Читать книгу "Людоед"



Одна за другой ноги, слышала она, шаркают по гравию к двери в святилище, и по мере того, как каждая согбенная женщина вступала во тьму столетия покоя, звуки в саду стихали. Круг разматывался, покуда сестер милости более не оставалось, и ей становилось слышно, лишь как мычит обер-лейтенант, быстро расхаживая туда и сюда, заменяя характерный тон ересью и егозистостью. Ни одна птица нигде не пела, но маленький колокольчик созвякивал сестер к столу и благодаренью. Молитвы к вечерней трапезе разлетались по сырым оштукатуренным коридорам и возносились к ее неоскверненной келье.

Ютта с отвращением вспоминала дам в оперенных шляпках и бархатных платьях, со злобою вспоминала, как Стелла плыла по бальной зале, но мысль о покойных родителях, на столько лет перебравших со старостью, оставляла ее бесчувственной.
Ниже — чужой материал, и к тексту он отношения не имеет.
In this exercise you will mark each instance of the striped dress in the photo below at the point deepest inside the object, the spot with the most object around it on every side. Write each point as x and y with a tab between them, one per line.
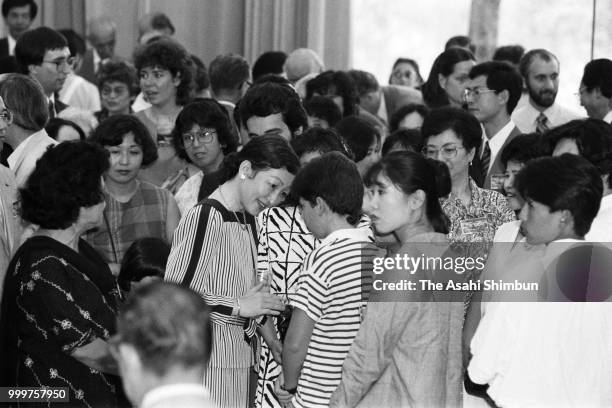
284	242
330	293
214	253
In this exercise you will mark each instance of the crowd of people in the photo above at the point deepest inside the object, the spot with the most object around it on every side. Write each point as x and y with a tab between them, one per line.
173	234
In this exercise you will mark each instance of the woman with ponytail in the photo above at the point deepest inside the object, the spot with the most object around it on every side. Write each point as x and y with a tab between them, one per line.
408	349
214	252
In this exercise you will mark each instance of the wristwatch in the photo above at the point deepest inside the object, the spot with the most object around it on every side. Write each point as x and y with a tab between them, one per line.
291	391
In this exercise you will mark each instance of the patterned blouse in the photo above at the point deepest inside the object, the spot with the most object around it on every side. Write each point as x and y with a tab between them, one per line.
55	301
477	222
143	216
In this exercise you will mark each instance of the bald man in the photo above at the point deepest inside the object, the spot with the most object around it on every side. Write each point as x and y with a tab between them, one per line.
101	34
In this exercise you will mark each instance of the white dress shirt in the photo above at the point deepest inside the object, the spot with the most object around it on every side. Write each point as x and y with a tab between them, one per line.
525	117
23	160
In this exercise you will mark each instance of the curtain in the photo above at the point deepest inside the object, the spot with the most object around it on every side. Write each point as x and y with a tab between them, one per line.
208	28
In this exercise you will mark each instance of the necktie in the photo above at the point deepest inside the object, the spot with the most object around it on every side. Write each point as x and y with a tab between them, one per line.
485	159
541	123
51	110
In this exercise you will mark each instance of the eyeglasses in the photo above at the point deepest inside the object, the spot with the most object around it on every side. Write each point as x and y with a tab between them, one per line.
62	63
475	93
6	116
447	151
203	136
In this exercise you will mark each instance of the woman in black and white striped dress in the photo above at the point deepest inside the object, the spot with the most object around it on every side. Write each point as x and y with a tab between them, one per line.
214	252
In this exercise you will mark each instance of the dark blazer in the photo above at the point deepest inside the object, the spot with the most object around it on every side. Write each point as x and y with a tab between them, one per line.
87	70
4	47
397	96
476	171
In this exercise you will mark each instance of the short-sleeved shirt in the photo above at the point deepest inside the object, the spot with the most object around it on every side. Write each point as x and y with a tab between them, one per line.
330	293
487	211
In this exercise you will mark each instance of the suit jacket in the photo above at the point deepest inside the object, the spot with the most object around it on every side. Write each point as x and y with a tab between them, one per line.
397	96
4	47
476	169
87	70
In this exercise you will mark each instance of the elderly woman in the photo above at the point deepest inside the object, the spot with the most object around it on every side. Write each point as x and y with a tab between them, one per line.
452	136
134	208
118	85
59	303
551	354
448	78
166	80
202	137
Старые воспоминанья наставали, но коротко — так же кратко, как желание чем-то владеть или иметь черные брюки, и когда наставали они, она призывала свою гордость, дабы противостоять этим чарам.

Она слышала суповые ложки в мисках, быстрые шаги солдата.

Черные юбки натягивали ей на лодыжки длинные худые руки, немощные от недуга, что спокойно отъедал от кальция у нее в костях и запивал смиренномудрием из ее организма. И все ж не ведала она, что ее братья погибли с воем в отступлении, и лично для нее им всем туда и дорога. Миновали получасы, и небо становилось лазоревым, мазь лежала под подушкой, но ее достать Ютта не могла. Клонилась вперед, головой над коленями, и все эти усилия поддержать равновесие ушли на то, чтоб не опрокинуться черною кучей. Лодыжки теперь худы были, как запястья, недуг врезался глубже, и некому здесь посадить ее обратно, если упадет. Потому и сидела она тихонько, как только могла, худые пальцы крепко стиснуты от напряжения.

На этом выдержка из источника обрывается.